Re: wget from SVN: Issue with recursive downloading from http:// sites
[...] wget is the SVN version, which is located at /usr/local/bin/wget [...] [...] (/usr/bin/wget is the version of wget that ships with the distro that I run, Fedora Core 3) [...] Results from wget -V would be much more informative than knowing the path(s) to the executable(s). (Should I know what SVN is?) Adding -d to your wget commands could also be more helpful in finding a diagnosis. If one program works and one doesn't, why use the one which doesn't? Steven M. Schweda (+1) 651-699-9818 382 South Warwick Street[EMAIL PROTECTED] Saint Paul MN 55105-2547
Re: wget from SVN: Issue with recursive downloading from http:// sites
On Thu, 5 Jan 2006 08:55:53 -0600 (CST) [EMAIL PROTECTED] (Steven M. Schweda) wrote: [...] wget is the SVN version, which is located at /usr/local/bin/wget [...] [...] (/usr/bin/wget is the version of wget that ships with the distro that I run, Fedora Core 3) [...] Results from wget -V would be much more informative than knowing the path(s) to the executable(s). (Should I know what SVN is?) Adding -d to your wget commands could also be more helpful in finding a diagnosis.
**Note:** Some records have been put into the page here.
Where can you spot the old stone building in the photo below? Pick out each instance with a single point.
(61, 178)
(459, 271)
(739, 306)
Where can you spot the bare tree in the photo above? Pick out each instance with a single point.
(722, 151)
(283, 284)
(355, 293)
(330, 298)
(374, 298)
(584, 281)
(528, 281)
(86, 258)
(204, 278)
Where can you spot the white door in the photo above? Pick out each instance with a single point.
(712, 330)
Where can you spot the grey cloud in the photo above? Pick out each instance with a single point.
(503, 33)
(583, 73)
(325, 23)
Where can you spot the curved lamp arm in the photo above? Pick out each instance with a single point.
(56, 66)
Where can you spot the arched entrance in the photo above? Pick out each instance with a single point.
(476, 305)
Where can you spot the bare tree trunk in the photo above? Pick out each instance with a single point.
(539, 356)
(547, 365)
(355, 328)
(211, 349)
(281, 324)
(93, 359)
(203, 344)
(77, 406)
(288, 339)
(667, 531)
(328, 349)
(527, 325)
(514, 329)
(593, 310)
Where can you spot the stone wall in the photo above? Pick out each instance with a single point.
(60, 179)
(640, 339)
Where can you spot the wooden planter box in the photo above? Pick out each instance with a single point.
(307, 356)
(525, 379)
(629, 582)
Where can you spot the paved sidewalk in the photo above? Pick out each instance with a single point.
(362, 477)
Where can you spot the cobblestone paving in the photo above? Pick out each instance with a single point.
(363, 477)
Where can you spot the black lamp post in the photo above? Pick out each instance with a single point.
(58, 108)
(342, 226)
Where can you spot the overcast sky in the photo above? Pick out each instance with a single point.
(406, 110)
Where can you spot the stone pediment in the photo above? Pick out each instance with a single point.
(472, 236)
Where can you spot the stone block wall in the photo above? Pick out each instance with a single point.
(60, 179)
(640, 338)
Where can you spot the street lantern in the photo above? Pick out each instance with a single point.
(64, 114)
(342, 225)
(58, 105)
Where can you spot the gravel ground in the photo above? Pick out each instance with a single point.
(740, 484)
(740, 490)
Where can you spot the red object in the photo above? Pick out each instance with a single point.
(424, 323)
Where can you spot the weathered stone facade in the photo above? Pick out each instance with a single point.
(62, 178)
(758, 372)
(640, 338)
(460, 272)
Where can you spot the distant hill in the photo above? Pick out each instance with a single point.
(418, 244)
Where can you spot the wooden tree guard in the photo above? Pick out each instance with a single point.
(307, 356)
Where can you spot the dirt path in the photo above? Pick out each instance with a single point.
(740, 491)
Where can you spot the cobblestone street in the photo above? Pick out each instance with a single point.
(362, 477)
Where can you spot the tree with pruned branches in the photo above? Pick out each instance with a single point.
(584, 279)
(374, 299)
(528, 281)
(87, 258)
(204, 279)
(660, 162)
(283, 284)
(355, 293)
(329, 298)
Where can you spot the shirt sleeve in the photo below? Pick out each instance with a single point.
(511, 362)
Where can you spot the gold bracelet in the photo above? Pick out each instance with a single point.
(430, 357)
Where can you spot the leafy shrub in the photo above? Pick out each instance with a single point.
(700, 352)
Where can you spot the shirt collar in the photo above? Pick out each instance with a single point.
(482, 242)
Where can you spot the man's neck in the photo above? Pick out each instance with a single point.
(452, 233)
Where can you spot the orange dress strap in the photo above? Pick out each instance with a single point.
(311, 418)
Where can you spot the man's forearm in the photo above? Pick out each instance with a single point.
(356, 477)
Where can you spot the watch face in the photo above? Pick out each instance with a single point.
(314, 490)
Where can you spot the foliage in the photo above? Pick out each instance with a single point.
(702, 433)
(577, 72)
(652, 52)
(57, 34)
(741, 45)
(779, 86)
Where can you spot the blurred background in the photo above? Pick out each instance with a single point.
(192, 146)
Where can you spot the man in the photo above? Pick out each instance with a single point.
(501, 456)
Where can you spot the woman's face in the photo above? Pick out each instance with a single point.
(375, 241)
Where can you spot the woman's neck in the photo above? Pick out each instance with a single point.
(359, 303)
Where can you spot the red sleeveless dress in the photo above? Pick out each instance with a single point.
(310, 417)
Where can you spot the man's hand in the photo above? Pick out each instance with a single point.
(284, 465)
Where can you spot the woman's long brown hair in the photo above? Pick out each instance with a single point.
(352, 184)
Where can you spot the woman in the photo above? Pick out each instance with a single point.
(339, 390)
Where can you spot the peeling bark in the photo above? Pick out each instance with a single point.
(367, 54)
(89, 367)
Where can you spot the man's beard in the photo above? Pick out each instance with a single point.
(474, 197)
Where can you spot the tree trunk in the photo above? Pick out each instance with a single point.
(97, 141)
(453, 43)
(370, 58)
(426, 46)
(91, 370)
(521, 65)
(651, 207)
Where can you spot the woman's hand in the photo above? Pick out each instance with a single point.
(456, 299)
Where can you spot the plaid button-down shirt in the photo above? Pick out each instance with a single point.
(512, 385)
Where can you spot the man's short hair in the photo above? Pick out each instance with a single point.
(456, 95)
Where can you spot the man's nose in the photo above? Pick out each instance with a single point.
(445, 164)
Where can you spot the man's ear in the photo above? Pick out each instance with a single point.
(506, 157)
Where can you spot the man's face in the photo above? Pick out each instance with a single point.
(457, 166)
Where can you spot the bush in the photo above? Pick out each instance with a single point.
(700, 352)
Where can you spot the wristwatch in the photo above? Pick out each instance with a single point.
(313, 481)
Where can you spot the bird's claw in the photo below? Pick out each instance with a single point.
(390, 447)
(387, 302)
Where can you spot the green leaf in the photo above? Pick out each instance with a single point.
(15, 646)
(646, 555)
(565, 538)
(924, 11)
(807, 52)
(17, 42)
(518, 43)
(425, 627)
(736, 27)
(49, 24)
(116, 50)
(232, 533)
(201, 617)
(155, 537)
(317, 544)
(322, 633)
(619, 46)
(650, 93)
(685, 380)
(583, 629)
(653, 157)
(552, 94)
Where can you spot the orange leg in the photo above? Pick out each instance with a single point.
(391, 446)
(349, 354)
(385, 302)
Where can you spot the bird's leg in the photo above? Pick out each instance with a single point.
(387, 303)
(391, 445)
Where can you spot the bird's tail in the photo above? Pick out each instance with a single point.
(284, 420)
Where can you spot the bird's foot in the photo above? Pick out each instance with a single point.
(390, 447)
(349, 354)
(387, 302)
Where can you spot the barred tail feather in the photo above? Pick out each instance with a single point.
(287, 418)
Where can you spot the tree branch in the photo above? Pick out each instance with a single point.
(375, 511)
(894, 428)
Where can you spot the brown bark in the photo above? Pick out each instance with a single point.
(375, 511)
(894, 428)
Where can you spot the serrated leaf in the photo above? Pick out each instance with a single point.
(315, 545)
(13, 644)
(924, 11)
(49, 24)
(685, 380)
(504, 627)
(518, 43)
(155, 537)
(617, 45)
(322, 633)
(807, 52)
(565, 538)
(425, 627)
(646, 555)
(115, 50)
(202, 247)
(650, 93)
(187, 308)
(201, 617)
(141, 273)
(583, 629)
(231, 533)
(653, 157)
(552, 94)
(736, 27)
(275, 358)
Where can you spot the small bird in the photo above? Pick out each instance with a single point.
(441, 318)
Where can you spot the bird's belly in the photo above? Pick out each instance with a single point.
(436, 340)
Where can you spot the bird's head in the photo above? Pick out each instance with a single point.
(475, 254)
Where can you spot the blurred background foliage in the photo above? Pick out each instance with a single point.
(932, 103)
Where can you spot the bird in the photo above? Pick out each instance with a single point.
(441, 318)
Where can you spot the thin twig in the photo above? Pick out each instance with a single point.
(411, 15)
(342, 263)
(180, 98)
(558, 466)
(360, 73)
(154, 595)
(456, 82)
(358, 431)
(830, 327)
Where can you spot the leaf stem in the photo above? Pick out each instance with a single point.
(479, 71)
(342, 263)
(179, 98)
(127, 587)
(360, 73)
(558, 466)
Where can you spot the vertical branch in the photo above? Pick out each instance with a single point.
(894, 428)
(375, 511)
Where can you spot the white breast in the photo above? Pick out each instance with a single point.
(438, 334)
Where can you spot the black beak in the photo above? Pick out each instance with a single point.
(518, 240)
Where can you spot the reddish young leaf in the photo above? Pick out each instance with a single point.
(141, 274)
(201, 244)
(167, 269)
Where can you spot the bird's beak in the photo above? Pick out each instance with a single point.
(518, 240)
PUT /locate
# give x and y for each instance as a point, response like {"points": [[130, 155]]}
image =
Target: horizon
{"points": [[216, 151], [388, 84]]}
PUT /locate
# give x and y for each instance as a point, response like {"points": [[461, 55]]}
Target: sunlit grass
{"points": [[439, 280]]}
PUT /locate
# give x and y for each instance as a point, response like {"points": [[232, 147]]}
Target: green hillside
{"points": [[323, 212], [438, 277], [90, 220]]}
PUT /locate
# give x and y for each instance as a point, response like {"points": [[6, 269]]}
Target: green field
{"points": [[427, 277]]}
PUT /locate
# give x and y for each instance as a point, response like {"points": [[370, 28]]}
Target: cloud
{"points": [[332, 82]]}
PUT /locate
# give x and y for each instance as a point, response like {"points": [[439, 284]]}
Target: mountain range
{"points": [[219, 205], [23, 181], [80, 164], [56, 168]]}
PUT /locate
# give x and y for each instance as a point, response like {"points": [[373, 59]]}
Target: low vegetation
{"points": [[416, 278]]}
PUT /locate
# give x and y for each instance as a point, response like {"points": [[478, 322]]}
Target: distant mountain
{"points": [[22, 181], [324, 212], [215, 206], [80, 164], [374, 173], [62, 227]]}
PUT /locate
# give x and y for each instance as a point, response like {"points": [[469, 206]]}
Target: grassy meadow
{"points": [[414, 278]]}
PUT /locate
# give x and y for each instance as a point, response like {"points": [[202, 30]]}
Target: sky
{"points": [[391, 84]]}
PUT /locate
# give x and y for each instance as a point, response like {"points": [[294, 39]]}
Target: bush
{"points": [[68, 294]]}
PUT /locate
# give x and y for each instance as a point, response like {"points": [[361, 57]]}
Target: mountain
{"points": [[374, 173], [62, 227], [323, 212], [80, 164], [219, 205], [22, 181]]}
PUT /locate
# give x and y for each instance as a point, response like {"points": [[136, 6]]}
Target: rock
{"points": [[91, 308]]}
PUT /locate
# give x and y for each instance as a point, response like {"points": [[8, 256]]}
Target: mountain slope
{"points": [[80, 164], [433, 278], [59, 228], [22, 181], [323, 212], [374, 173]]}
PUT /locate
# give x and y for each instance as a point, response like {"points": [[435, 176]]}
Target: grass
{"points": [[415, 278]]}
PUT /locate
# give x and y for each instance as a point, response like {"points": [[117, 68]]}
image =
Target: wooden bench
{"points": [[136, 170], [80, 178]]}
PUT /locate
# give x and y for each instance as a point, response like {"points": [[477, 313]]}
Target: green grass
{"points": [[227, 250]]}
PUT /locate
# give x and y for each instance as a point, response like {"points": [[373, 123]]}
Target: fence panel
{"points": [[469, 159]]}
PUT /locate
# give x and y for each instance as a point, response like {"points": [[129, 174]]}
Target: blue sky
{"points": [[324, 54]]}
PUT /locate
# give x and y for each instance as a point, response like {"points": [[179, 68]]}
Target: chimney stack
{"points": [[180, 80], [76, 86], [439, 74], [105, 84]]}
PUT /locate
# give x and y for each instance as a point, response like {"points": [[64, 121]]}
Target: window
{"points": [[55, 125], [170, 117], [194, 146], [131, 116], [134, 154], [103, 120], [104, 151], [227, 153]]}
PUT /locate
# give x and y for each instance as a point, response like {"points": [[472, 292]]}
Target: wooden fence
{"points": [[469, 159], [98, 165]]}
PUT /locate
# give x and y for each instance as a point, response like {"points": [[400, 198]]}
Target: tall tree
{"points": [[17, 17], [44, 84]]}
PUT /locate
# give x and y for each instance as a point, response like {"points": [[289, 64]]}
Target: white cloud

Hello, Steven That's fair enough. Default Fedora Core 3 version: [EMAIL PROTECTED] ~]$ /usr/bin/wget -V GNU Wget 1.10.2 (Red Hat modified) SVN version: [EMAIL PROTECTED] ~]$ /usr/local/bin/wget -V GNU Wget 1.10+devel If one program works and one doesn't, why use the one which doesn't? Well, that's simple: I am not a programmer, I am just a user. But, if I use the development versions of programs that I like/use a lot, then I can make what little contribution that I can back to the community by reporting any issues that I have with said programs. If I would just stop using stuff that does not work, then I would not be doing my part. But for real, your question is a good one :) Steven P. Ulrick P.S.: Again I do apologize for not putting the version numbers in my original email. I had intended on doing that, but I forgot :(
Re: wget from SVN: Issue with recursive downloading from http:// sites
[EMAIL PROTECTED] (Steven M. Schweda) writes: Results from wget -V would be much more informative than knowing the path(s) to the executable(s). (Should I know what SVN is?) I believe SVN stands for Subversion, the version control software that runs the repository.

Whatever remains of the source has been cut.